Paulo Guinote
Umas das “novidades” no arranque deste ano lectivo foi a “teoria das bolhas”, importada de outras paragens de forma muito pouco crítica e que tem sido apresentada como se fosse uma estratégia eficaz para a segurança dos alunos nas escolas e, por extensão, da reabertura das escolas e das aulas presenciais.
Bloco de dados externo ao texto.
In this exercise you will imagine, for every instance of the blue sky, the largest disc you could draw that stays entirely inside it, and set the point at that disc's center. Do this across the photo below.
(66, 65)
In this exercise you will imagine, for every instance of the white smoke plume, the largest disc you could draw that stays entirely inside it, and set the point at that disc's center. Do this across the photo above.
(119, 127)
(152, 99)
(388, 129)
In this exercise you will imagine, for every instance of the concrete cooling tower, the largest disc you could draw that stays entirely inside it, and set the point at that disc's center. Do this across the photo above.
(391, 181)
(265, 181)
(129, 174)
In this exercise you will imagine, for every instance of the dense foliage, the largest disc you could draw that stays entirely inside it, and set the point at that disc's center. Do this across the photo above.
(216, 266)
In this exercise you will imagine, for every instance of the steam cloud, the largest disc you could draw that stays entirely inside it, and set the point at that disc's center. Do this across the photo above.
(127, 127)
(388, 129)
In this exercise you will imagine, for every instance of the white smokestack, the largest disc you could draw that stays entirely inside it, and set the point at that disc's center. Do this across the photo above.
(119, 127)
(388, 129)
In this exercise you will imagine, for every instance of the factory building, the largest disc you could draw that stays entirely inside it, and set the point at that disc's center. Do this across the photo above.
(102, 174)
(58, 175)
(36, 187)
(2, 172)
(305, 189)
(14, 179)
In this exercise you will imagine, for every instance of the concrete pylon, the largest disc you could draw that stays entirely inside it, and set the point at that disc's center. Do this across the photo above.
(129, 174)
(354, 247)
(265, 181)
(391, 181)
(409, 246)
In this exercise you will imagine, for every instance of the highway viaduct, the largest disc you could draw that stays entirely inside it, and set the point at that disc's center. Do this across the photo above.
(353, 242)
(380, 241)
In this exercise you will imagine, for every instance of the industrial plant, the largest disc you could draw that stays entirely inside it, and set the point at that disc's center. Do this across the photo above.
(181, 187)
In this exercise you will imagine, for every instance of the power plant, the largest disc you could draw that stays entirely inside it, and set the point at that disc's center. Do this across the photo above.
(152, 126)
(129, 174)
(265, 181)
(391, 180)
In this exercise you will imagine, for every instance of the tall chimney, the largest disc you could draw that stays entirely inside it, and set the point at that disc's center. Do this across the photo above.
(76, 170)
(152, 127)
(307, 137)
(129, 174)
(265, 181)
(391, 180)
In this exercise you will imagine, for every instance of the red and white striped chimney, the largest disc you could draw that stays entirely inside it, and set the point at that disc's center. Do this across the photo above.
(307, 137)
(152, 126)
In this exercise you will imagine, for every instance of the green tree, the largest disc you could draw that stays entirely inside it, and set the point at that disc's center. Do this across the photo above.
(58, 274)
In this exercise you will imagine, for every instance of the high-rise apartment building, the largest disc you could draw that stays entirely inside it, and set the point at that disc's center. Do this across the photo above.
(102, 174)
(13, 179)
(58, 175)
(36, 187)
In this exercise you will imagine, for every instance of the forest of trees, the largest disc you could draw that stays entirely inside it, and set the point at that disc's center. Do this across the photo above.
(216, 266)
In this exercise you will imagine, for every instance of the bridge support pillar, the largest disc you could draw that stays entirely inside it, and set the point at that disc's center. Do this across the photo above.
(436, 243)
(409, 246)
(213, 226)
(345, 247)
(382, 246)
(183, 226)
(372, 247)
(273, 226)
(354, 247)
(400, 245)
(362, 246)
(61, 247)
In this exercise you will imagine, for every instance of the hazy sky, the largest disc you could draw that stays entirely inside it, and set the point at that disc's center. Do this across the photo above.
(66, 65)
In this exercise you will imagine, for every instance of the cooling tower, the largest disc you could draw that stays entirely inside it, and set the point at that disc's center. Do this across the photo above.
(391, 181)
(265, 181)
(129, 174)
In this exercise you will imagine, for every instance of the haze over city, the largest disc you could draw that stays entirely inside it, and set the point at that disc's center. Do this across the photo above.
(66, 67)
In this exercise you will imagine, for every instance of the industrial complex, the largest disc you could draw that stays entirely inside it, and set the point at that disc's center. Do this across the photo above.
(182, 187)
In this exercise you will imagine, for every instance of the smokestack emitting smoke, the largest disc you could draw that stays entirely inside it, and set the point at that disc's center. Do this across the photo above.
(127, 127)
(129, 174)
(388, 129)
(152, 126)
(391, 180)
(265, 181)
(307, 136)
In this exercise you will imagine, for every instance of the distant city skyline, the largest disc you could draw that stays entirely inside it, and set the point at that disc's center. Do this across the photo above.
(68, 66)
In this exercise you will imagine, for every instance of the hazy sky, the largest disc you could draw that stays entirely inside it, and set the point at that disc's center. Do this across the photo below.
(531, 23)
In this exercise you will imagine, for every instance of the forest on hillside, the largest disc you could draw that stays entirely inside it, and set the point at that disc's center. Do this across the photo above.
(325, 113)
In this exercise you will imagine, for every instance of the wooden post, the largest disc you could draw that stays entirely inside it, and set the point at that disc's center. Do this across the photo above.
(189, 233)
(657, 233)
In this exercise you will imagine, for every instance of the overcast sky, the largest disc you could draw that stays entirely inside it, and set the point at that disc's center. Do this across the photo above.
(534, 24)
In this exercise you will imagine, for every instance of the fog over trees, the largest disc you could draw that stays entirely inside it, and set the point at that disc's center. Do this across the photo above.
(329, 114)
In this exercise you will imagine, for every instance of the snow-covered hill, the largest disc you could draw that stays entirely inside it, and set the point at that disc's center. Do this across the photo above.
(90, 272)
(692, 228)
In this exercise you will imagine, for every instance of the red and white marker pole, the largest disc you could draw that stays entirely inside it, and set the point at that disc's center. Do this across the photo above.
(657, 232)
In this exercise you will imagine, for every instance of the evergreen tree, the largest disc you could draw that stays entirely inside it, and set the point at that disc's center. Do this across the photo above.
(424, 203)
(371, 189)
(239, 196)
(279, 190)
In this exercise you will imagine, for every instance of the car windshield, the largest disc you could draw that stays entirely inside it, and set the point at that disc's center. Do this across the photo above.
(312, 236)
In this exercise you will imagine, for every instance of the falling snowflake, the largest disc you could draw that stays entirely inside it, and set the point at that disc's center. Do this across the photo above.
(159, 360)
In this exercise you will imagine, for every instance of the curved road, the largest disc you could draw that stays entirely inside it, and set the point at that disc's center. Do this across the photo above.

Afirma esta “teoria” que os alunos deverão andar nas escolas num ambiente próximo de “bolhas” não comunicantes, mantendo-se com o seu grupo-turma numa sala específica ao longo do dia escolar (“sempre que possível”), fazendo trajectos diferenciados (“sempre que possível”), com horários desfasados (“sempre que possível”) e evitando espaços comuns de convívio (“sempre que possível”). É uma “teoria” que só poderia ser pensada por quem imagina as escolas como espaços utópicos, as salas da maioria da nossa rede escolar como uma espécie de salões ideais e o nosso ministério da Educação como uma instituição que permite a alteração das regras de funcionamento de acordo com as circunstâncias excepcionais que vivemos.
Mas não é isso que se passa e a “teoria das bolhas” tem muitas falhas, assentando em falácias e num enorme distanciamento da realidade física da maioria das nossas escolas.
Antes de mais, cada pseudo-bolha no espaço escolar é formada a partir de elementos que chegam à escola provenientes de bolhas familiares bem distintas e que para elas voltam ao final do dia. Pelo que a “bolha” de 3ª feira não é a bolha de 2ª feira. E assim sucessivamente. Todos os dias se renovam as bolhas e se reinicia um processo que, mesmo que apenas idealmente, dura apenas as horas de permanência na escola. O mesmo se dirá para o pessoal docente e não docente.
Mas, mesmo no seu interior, e nem sequer falando da socialização entre alunos de “bolhas” diferentes e do seu cruzamento em espaços comuns, há “bolhas” que se formam a partir de outras, devido às disciplinas que se formam a partir de elementos de turmas diferentes. Não se trata apenas de Educação Moral e Religiosa ou de Português Língua Não-Materna no Ensino Básico. Temos muitas disciplinas de opção no ensino Secundário, pois o ministério da Educação não permite o funcionamento de turmas abaixo de um determinado número de alunos, pelo que há múltiplas situações em que os alunos de uma “bolha” se recombinam em outra.
E ainda há os pequenos grupos de trabalho da agora chamada “Educação Inclusiva”.
Não pode ser de outra forma? Poder, até poderia, acaso a “flexibilidade” não fosse apenas ao nível da extensão dos intervalos e a “autonomia” não chocasse com a impossibilidade de desdobrar turmas quando isso implica a contratação de mais professores.
Há escolas que, em virtude de terem menos alunos ou terem sido intervencionadas pela Parque Escolar e disporem de equipamentos mais adequados, conseguiram criar ambientes seguros para os alunos, com condições próximas das ideais. Mas essa não é a realidade da maioria, que me desculpem os optimistas do “tudo vai acabar bem” com tapetes de arco-íris à porta de casa.
Que a “teoria das bolhas” sirva a “narrativa” política não me admira. Que um “ministro cientista” a apresente como válida é que me impressiona um pouco. Apenas um pouco. Porque já me habituei a quase tudo.